Alternatively, what will happen when virtual reality immersive experiences that singers like Björk are using to share her work with large audiences are used by commuters to create a safe, secluded space on their way to work? If the experience of the 8:30am train is a carriage load of people swiping through their smartphones, what happens when they all have VR headsets on?
This is the type of speculative exercise that you can do to start pushing at the boundaries of what the future might hold, and coming up with transformative ideas. Disclaimer alert: I am not saying that the Department for Culture, Media and Sport should have responsibility for rail travel, that Radio 4 should be live streamed from headrests or that we should ban VR in trains. But by jumping out to consider some wild card futures, we open up the space for fresh thinking in between.
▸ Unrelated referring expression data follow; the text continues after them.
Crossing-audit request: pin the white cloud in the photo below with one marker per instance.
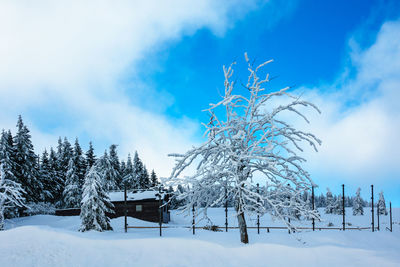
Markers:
(360, 122)
(63, 60)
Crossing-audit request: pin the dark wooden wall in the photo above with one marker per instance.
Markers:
(150, 210)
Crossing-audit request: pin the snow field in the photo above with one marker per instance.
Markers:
(46, 240)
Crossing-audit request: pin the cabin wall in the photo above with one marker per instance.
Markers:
(147, 210)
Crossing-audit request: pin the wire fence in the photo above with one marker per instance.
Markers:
(290, 229)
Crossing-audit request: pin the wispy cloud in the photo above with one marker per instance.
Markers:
(360, 122)
(63, 62)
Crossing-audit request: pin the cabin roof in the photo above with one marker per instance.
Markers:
(119, 195)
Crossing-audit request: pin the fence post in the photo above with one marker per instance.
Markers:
(372, 207)
(391, 223)
(159, 205)
(258, 215)
(193, 222)
(226, 210)
(313, 205)
(344, 210)
(125, 211)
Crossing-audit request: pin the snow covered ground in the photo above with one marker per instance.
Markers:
(46, 240)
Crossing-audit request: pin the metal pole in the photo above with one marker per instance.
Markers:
(160, 208)
(377, 214)
(258, 216)
(391, 223)
(226, 210)
(193, 222)
(125, 211)
(313, 205)
(344, 211)
(372, 207)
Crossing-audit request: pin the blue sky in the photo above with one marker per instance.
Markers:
(139, 74)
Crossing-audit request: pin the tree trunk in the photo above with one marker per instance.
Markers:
(244, 238)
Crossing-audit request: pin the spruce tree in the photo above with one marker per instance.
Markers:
(45, 178)
(153, 179)
(358, 208)
(145, 179)
(90, 156)
(107, 171)
(381, 204)
(11, 193)
(26, 172)
(7, 155)
(95, 203)
(72, 191)
(56, 178)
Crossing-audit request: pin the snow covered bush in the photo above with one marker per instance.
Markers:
(358, 208)
(248, 136)
(40, 208)
(95, 203)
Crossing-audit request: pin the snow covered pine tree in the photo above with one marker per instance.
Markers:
(10, 192)
(252, 139)
(358, 204)
(95, 203)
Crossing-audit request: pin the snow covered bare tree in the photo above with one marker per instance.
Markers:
(358, 208)
(330, 203)
(248, 136)
(11, 193)
(72, 191)
(95, 203)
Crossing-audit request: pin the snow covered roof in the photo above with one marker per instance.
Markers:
(119, 195)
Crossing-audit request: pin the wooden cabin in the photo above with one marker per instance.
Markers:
(143, 205)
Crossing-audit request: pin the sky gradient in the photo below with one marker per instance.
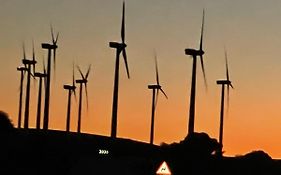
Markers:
(250, 30)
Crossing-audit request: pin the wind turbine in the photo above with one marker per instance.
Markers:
(194, 53)
(229, 84)
(22, 70)
(81, 82)
(49, 47)
(120, 47)
(155, 88)
(28, 64)
(41, 76)
(70, 88)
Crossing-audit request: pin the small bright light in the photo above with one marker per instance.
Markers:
(103, 151)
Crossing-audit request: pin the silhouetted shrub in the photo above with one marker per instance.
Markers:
(5, 123)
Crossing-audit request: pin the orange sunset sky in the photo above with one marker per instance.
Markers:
(250, 30)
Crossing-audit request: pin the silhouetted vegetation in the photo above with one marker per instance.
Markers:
(57, 152)
(5, 123)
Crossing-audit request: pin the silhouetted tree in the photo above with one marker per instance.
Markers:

As Tobias Revell from research & design studio Strange Telemetry says, “the future can be a playground for creativity”.
Speculative design is a way of considering not just probable or predictable futures (see image below from Anthony Dunne & Fiona Raby’s speculative everything) but a wider range of possible ones. Too often, Government just plans around preferable futures without consideration of alternatives. This approach goes beyond scenario planning, and creates actual objects or images from these future worlds. This provides something tangible for people to engage with.
Up until now, speculative design has mostly been used by art and design institutions (universities, galleries) as a way of starting public debates about matter of concern. Last year, Policy Lab worked with GO-Science and Strange Telemetry (a design agency) to bring it into the UK Government for the first time on a project about an ageing society. We saw how it allowed public workshops to produce qualitative feedback on different futures, weighing up the trade-offs and tensions and allowing us to test policies that didn’t yet exist. So when DfT asked us to help them develop their understanding of what a passenger-focussed railway of the future might look like, we knew we had an innovative technique that worked.
- We started off by doing some film ethnography with rail passengers (and non-passengers) to understand their current experiences. What really stood out was the experience of stress and anxiety, illuminating the kinds of human experiences and emotions in a way that a passenger survey can’t. Not only did this reframe how DfT are developing their strategy, but it also allowed us to understand the everyday interactions people have with trains, staff and infrastructure. The speculations were testing some quite ‘back-stage’ or non-passenger facing policy decisions, such as open and digital data, investment in infrastructure, devolution. On their own, these are quite complex to think about. But the ethnography gave us vital clues as to how decisions here are felt by passengers, which we could then amend in future scenarios.
- We co-designed the speculations with stakeholders. After finding out what DfT wanted to test (the key trends or factors that will influence policy decisions in the next 20 years), we ran workshops with rail stakeholders to think about how these would change experiences for passengers. Each group was given a persona and their typical journey, and some future trends (e.g. strong economy, devolution, flexible working, ageing society etc) and asked to create a future fiction. Strange Telemetry and Superflux (our design partners) then took these written descriptions and created some objects from them (e.g. a new network rail map, a ticket buying/selling app, electronic noticeboards for autonomous vehicles at rural stations, online magazines showing additional services). All the objects were ambiguous enough that there was room for the public to discuss and interpret them, which led to wider conversations about the pros and cons of the society in which they belonged, and how individuals and Government would need to act differently.
We’ve used this public feedback on futures that do not yet exist to help develop DfT’s vision for rail, working out where the public would want us to go, and where they would not. Although the links between culture and rail might seemed far-fetched at first, perhaps they are closer than we think. As well as getting us from A to B, rail does have an important role to play in regeneration and tourism, sustainability and economic growth. And there are many ways to speculate how.